Physicists find way to create 3D quasicrystals
July 12, 2005
New York University physicists have applied a ground-breaking nanotechnology method to create three-dimensional quasicrystals, highly ordered structures that, unlike conventional crystals, never repeat themselves.
Image: Holographic assembly of a three-dimensional colloidal quasicrystal. (a) Colloidal particles trapped in a two-dimensional projection of a three-dimensional icosahedral quasicrystalline lattice. (b) Particles displaced into the fully three-dimensional configuration. The shaded region identifies one embedded icosahedron. (c) Reducing the lattice constant creates a compact three-dimensional quasicrystal. (d) Optical diffraction pattern showing ten-fold symmetric peaks. The three-dimensional assembly process is shown in the associated movie.
Metallic quasicrystals created from exotic alloys have shown promise for storing hydrogen more efficiently than crystalline hosts. Their non-repeating structure has the potential to dramatically strengthen industrial and commercial products. The NYU quasicrystals, by contrast, are made of glass and plastic and have potentially revolutionary optical properties.
The research, authored by NYU physicists David Grier and Yael Roichman, appears in the July 11 issue of Optics Express, a journal of the Optical Society of America.
Quasicrystals, discovered in the mid-1980s, are different from crystals, whose periodic structures resemble the patterns of tiles on a bathroom floor. By contrast, quasicrystals do not have this property, called translational symmetry, but, like crystals, can be rotated into registry with themselves, a property called rotational symmetry.
Quasicrystals’ rotational symmetry gives them many of the properties of conventional crystals. These same symmetries are responsible for conventional semiconducting crystals’ ability to act as switches for electrons. However, because quasicrystals do not possess the translational symmetry of conventional crystals, they have the freedom to take a broader range of forms, opening up the potential to serve a range of functions.
The quasicrystals reported by Roichman and Grier are created from tiny glass spheres, each comparable in size to the wavelength of light, stacked precisely in mathematically defined configurations.

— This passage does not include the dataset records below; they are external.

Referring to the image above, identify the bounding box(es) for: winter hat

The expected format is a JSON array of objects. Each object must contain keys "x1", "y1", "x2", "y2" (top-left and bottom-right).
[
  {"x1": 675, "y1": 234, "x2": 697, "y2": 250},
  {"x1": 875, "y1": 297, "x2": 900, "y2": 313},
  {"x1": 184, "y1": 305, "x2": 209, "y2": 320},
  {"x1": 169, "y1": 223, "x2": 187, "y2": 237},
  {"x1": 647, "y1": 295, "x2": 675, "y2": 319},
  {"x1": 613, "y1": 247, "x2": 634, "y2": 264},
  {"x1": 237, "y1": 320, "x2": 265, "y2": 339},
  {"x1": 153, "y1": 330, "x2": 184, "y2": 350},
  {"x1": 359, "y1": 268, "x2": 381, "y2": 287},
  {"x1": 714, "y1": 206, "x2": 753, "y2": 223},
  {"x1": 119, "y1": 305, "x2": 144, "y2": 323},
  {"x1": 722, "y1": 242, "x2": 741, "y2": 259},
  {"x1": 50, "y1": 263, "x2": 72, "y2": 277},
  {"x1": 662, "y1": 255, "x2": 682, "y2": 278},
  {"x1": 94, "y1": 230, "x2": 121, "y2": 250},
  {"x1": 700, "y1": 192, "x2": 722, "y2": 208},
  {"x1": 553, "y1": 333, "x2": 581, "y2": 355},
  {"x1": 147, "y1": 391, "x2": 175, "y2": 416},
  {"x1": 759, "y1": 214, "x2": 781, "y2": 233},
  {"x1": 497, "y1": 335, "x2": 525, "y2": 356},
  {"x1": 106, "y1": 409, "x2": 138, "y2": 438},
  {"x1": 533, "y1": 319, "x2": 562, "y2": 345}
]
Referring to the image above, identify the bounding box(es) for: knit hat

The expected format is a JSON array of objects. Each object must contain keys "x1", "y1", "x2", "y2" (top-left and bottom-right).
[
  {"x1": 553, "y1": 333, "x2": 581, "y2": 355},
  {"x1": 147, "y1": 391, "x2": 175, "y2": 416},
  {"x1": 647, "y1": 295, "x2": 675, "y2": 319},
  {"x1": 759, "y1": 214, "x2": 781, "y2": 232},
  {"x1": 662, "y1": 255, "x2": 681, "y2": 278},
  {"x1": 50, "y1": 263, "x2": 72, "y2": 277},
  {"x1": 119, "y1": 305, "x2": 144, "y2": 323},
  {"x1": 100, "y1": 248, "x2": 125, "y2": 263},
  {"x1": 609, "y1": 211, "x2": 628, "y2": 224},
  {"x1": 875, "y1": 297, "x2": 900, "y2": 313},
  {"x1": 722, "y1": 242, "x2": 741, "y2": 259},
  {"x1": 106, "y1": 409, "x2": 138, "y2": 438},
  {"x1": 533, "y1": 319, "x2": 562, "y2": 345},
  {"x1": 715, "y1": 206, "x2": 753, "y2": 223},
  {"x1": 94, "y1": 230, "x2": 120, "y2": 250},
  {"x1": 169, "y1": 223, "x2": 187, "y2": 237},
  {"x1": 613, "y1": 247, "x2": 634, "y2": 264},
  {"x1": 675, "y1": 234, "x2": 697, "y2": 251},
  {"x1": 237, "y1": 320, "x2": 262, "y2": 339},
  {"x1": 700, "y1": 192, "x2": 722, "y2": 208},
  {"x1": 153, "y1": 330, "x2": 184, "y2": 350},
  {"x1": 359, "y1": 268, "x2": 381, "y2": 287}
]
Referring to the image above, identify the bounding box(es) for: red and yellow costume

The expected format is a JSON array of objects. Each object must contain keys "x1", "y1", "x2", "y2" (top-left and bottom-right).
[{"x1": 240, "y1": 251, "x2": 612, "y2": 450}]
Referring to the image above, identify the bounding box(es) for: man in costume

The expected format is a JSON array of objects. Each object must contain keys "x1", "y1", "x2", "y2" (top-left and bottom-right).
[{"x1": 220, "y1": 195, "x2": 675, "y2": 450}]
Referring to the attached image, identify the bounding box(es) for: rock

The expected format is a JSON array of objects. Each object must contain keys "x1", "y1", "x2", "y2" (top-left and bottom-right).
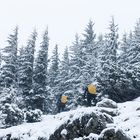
[
  {"x1": 98, "y1": 128, "x2": 131, "y2": 140},
  {"x1": 96, "y1": 99, "x2": 118, "y2": 108},
  {"x1": 98, "y1": 108, "x2": 118, "y2": 117},
  {"x1": 49, "y1": 111, "x2": 113, "y2": 140}
]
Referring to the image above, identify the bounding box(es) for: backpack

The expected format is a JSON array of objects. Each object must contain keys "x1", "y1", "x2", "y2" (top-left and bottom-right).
[
  {"x1": 61, "y1": 95, "x2": 68, "y2": 104},
  {"x1": 87, "y1": 84, "x2": 96, "y2": 95}
]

Like the crystalline structures responsible for the irridescence of gem opals and the colors of butterfly wings, these quasicrystalline sphere packings diffract different wavelengths of light into different directions, creating a rainbow-like display. For particular structures, and particular wavelengths, however, the quasicrystals offer no path at all for light. The resulting gaps in the rainbow, known as photonic bandgaps, can be manipulated to create switches for light. For instance, when translated into structures with features comparable to the wavelength of light, these properties of quasicrystals should enable them to manipulate light in much the same way that semiconductors manipulate electrons.
This has already been achieved for two-dimensional structures by previous researchers. However, prior to the work of Roichman and Grier, scientists had not been able to branch out into three-dimensional quasicrystals—thereby reaping the full benefits of their unique properties—because of the inability to create this class of quasicrystals with the proper materials at the right size scale.
Previous attempts at addressing this challenge included the use of lithographic techniques. In a departure from this approach, Roichman, Grier, and their colleagues used a method developed by Grier’s group called holographic optical trapping. This allows scientists to manipulate objects as small as a few nanometers across and as large as several hundred micrometers. These “optical tweezers” allow scientists to organize microscopic objects into interesting and useful configurations, to dissect them, to assemble them into devices, or to chemically transform them, all with unprecedented precision. Using this method on quasicrystals, Roichman and Grier were able to organize hundreds of free-floating microspheres into densely packed structures defined by the mathematical definition of quasicrystalline order.
Grier is part of an NYU team of internationally recognized physicists in the field of soft condensed matter physics, a new inter-disciplinary field that explores how materials are organized at microscopic levels, and which studies the physical properties of malleable materials such as colloids and polymers. With Grier, Paul Chaikin, formerly of Princeton University, and David Pine, formerly of the University of California, Santa Barbara, form the core of NYU’s Center for Soft Matter Research. Yael Roichman is a postdoctoral researcher in Grier’s group.